I have sat in the audience and stood on the stage when the person introducing a guest speaker spoke longer than the speaker. It’s brutal.
The audience came to hear the speaker, not the introduction, a long, rambling discourse filled with detours of mispronunciations, stumbles, and an awkward pauses.
It doesn’t have to be so hard.
A few years ago, I spoke to a group and the individual who introduced me not only used my name a dozen times in the introduction but he also pronounced my name differently and incorrectly every time. I had to spend the first few minutes of my talk trying to smooth over the awkwardness created by someone who didn’t even bother asking me how to pronounce my name. Brutal.
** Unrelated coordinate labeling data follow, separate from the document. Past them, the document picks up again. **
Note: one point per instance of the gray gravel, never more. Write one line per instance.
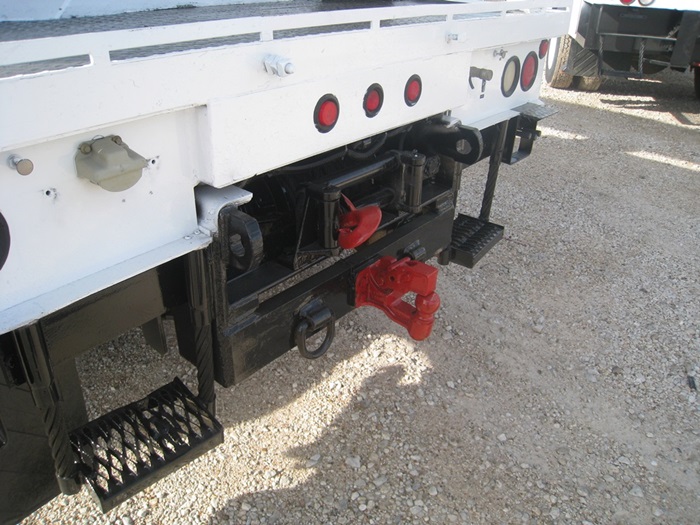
(557, 387)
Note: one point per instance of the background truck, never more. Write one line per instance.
(625, 38)
(251, 172)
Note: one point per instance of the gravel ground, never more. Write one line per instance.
(559, 385)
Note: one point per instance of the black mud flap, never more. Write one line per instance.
(128, 449)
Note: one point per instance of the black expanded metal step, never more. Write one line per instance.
(124, 451)
(472, 238)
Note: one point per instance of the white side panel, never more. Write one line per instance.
(64, 228)
(214, 116)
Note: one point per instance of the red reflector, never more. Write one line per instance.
(529, 74)
(413, 90)
(372, 101)
(326, 113)
(511, 75)
(374, 98)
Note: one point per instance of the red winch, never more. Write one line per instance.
(384, 283)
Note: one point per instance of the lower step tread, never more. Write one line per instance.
(472, 238)
(128, 449)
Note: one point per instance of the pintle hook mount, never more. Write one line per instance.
(383, 285)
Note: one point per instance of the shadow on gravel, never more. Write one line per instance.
(668, 92)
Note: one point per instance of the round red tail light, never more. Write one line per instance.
(529, 74)
(326, 113)
(511, 75)
(413, 90)
(374, 98)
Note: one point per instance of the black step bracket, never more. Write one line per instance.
(128, 449)
(525, 128)
(472, 238)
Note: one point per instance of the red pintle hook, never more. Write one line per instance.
(358, 225)
(384, 283)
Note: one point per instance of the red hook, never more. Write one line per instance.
(358, 225)
(383, 285)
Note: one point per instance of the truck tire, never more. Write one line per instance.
(588, 83)
(557, 56)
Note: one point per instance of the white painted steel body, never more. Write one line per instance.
(215, 117)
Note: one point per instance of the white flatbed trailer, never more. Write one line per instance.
(199, 163)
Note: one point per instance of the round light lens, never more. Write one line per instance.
(511, 75)
(326, 113)
(374, 98)
(413, 90)
(529, 74)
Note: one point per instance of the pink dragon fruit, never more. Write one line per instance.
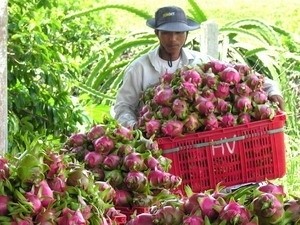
(208, 93)
(188, 90)
(107, 191)
(180, 108)
(222, 106)
(227, 120)
(35, 202)
(193, 220)
(259, 97)
(93, 159)
(243, 104)
(134, 162)
(152, 127)
(216, 66)
(244, 118)
(111, 161)
(230, 75)
(191, 75)
(222, 90)
(103, 145)
(166, 78)
(241, 89)
(264, 111)
(95, 132)
(168, 215)
(255, 81)
(123, 133)
(172, 128)
(136, 181)
(164, 96)
(58, 183)
(210, 122)
(122, 198)
(204, 106)
(292, 209)
(192, 123)
(44, 192)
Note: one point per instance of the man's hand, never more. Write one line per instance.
(278, 100)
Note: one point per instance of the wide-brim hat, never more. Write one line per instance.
(172, 18)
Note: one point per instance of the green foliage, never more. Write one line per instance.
(66, 64)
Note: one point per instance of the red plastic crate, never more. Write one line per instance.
(244, 153)
(132, 210)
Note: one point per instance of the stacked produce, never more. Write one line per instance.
(204, 97)
(132, 165)
(48, 188)
(263, 205)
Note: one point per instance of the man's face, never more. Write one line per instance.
(172, 42)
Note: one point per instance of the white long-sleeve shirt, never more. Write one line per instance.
(146, 71)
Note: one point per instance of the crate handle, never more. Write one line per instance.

Here are seven, simple steps to guide you when you have to introduce a speaker, whether you do it at a business meeting, a convention, a book club, for an audience of a few people or a stadium filled with thousands people.
- Keep it short.
- Make it personal. Tell the audience why you’re doing the introduction. For example: “I met tonight’s speaker at a convention two years ago while we both waited in a buffet line that never seemed to move an inch…”
- Tell the audience a few, brief highlights of the speakers career, not every award he has won over the past twenty years and every company he has consulted with. Highlights, just a few.
- Share with the audience how the speaker’s knowledge will benefit them. For example: “As a master communicator, he will help all of us deliver more effective presentations that increase our ability to close deals.”
- Practice. If the speaker has a tricky name, make sure you know how to pronounce it. Become comfortable with your comments. You don’t have to memorize them, but don’t stumble into an awkward pause because you can’t read your own hand writing or because you come across a word you’ve never seen before.
- Use large font type for any notes and names you have to read. That makes it far easier to look up from you notes, make eye contact with the audience, and then look back down at your notes without losing your place.
- Finally, begin with the spirit you set out with at the beginning: Keep it short.
The Gettysburg address runs 272 words. It took Abraham Lincoln about two minutes to deliver it. Use it as a guide. If you can’t introduce a speaker in less time than Lincoln delivered history, then you need to cut down your introduction.